Asking for help is a sign of strength, not weakness, right? I didn’t always believe that, but I do now. I am learning to ask and trust I will be heard and loved. I am also learning to go to people that I know will be there for me (and not judge or shame me.) We all know those types. Many people have a difficult time asking for help and find it much easier to give help than to receive it. Do you have a difficult time asking for help? Have you ever thought about why that is? Perhaps you thought others would think less of you or you wouldn’t make a good impression if you really shared your struggle or pain. You may have told yourself that you didn’t want to bother someone with your problems and that you should be able to figure things out by yourself. And the list goes on and on.
The truth of the matter is that when you allow yourself to be vulnerable and ask for help, you change and you allow another the opportunity to serve and love you. Learning to ask for help is just as important as giving help to others. Maybe more important.
I recently experienced the power of asking for help. I took a big risk by being vulnerable and shared what was coming up for me. After years of working on myself and deep healing, I felt shame that I was still experiencing some lower energy of not feeling deserving. I am currently involved in an online bootcamp for Spiritual Entreprenurers. We are encouraged to use the discussion board each week and share what’s going on. I decided to be authentic and ask the group for help. Instead of feeling judged and wrong, I received love and understanding and comfort.
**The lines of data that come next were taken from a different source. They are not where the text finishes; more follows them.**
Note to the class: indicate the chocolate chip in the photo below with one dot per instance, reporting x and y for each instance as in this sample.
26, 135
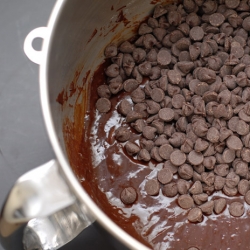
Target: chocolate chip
219, 182
103, 105
236, 209
246, 24
155, 154
103, 91
170, 189
187, 109
207, 208
195, 215
159, 11
233, 142
224, 134
144, 155
232, 180
171, 167
221, 169
228, 155
174, 77
165, 151
152, 187
174, 18
209, 162
147, 144
245, 155
183, 186
177, 101
208, 189
165, 176
130, 85
200, 198
242, 128
243, 187
138, 125
237, 50
131, 148
185, 171
133, 116
157, 94
199, 168
208, 178
216, 19
166, 114
196, 188
128, 195
187, 146
145, 68
200, 145
196, 33
219, 205
153, 107
163, 57
115, 87
185, 201
195, 158
122, 134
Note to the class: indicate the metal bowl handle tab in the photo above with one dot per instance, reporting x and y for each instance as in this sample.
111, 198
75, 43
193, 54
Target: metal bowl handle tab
35, 55
41, 212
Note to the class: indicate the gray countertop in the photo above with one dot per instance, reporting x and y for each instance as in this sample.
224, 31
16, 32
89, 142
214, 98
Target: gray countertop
24, 142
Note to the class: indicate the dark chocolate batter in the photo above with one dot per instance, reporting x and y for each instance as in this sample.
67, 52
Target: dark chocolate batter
104, 169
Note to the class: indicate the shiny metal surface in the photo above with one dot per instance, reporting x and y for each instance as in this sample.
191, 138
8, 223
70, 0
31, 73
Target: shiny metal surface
67, 48
69, 45
42, 194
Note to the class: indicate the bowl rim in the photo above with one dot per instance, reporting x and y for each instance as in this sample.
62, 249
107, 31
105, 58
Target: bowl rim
71, 179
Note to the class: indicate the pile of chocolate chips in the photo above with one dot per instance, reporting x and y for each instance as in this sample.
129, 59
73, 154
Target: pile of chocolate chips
187, 76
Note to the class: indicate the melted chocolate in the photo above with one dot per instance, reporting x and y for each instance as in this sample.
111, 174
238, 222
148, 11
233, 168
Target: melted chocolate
104, 169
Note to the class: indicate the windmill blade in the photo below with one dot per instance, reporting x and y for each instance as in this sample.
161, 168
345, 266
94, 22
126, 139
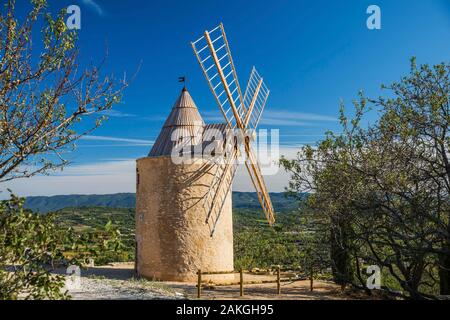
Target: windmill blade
214, 56
255, 98
259, 184
219, 189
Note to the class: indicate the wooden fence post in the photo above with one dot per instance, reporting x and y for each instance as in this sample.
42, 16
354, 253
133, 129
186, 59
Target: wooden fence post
199, 284
242, 282
278, 281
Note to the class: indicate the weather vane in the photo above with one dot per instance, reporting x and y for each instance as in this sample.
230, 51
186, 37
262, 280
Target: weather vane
182, 80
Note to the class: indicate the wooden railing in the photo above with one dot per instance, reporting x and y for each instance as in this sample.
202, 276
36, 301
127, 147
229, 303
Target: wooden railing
278, 280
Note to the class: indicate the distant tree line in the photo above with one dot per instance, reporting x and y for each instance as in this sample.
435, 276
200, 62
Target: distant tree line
382, 190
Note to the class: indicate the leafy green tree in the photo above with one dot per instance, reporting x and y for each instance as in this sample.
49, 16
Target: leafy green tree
384, 188
44, 95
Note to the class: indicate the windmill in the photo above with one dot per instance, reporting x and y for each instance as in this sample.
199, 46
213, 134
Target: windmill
242, 114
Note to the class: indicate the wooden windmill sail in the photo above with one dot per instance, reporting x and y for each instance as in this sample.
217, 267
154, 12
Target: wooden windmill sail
242, 113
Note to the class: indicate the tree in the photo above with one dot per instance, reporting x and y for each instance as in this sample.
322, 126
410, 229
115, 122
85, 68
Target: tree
384, 188
44, 96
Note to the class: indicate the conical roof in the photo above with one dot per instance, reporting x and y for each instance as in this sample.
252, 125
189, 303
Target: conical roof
184, 124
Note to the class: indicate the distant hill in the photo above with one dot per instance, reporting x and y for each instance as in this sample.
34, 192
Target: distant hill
241, 200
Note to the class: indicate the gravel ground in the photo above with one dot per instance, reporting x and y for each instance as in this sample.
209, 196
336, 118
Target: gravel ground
116, 282
106, 289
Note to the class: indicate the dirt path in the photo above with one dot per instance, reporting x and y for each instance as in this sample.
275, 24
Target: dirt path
116, 282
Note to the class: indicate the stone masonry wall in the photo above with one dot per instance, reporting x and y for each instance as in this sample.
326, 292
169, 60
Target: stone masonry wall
173, 240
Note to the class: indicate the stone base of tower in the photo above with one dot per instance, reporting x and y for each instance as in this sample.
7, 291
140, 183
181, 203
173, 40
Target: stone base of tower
173, 240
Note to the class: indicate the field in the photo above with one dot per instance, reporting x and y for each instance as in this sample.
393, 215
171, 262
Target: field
256, 244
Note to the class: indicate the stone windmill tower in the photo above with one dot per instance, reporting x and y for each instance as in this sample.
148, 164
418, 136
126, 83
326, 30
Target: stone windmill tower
173, 241
183, 209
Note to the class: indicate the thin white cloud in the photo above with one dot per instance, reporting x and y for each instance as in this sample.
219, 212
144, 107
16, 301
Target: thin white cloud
118, 176
116, 139
281, 118
94, 5
117, 114
289, 115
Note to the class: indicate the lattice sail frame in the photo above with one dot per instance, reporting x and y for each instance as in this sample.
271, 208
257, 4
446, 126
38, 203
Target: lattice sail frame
241, 113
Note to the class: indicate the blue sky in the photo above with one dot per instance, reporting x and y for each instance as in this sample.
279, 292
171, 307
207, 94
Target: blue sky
311, 54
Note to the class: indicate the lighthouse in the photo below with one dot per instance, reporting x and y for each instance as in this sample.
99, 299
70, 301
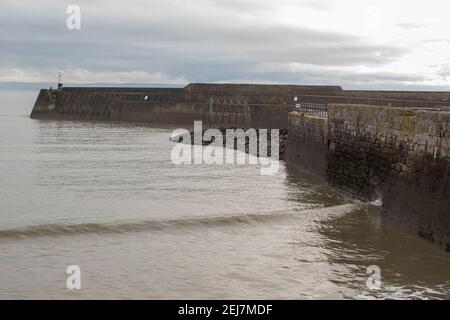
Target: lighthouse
60, 75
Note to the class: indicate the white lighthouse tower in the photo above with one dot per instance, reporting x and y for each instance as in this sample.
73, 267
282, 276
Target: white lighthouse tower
60, 83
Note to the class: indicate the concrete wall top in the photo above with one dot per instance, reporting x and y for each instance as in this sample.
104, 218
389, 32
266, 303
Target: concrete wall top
259, 89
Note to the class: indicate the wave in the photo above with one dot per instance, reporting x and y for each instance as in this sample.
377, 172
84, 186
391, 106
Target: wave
51, 230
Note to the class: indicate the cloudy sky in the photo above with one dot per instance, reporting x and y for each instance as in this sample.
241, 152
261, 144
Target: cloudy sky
354, 43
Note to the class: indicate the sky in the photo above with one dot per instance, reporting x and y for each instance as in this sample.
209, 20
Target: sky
395, 44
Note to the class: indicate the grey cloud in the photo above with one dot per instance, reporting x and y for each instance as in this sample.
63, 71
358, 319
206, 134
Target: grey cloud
202, 41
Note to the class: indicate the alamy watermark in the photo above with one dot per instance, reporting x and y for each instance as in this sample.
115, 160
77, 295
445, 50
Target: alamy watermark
73, 281
215, 153
73, 21
374, 277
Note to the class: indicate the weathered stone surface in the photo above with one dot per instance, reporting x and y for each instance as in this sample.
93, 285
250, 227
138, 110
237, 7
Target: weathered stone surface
399, 156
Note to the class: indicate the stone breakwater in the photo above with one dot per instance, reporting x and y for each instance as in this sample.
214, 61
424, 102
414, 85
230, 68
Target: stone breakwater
216, 105
395, 155
390, 146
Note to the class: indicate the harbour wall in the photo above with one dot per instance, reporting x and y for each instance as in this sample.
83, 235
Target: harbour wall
217, 105
391, 146
397, 156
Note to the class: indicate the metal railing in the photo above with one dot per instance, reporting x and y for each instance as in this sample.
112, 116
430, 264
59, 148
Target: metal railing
313, 109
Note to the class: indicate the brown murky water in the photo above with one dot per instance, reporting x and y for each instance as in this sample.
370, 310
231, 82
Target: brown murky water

After I sent the email to the group, I called my friend Linda in tears and asked for help. She said, “come over to my house right now and I will do energy healing on you and make you dinner.” I was already in my pajamas and had no make-up on. I said, “Ok, I will be right there.” I grabbed a coat and put it over my pajamas and jumped in the car. This was big for me, going out in my pajamas and no make-up on! I never go out without make-up on (and pajamas on.)
As I drove to her house, I already started to feel better. I felt like I had taken off my mask and was allowing her to be with me and love me just as I am. How liberating it felt. Her love and care touched me deeply. I felt peaceful and re-energized when I left. I was back on track knowing the truth of who I am – that I am ONE with God and God is all there is. All is well.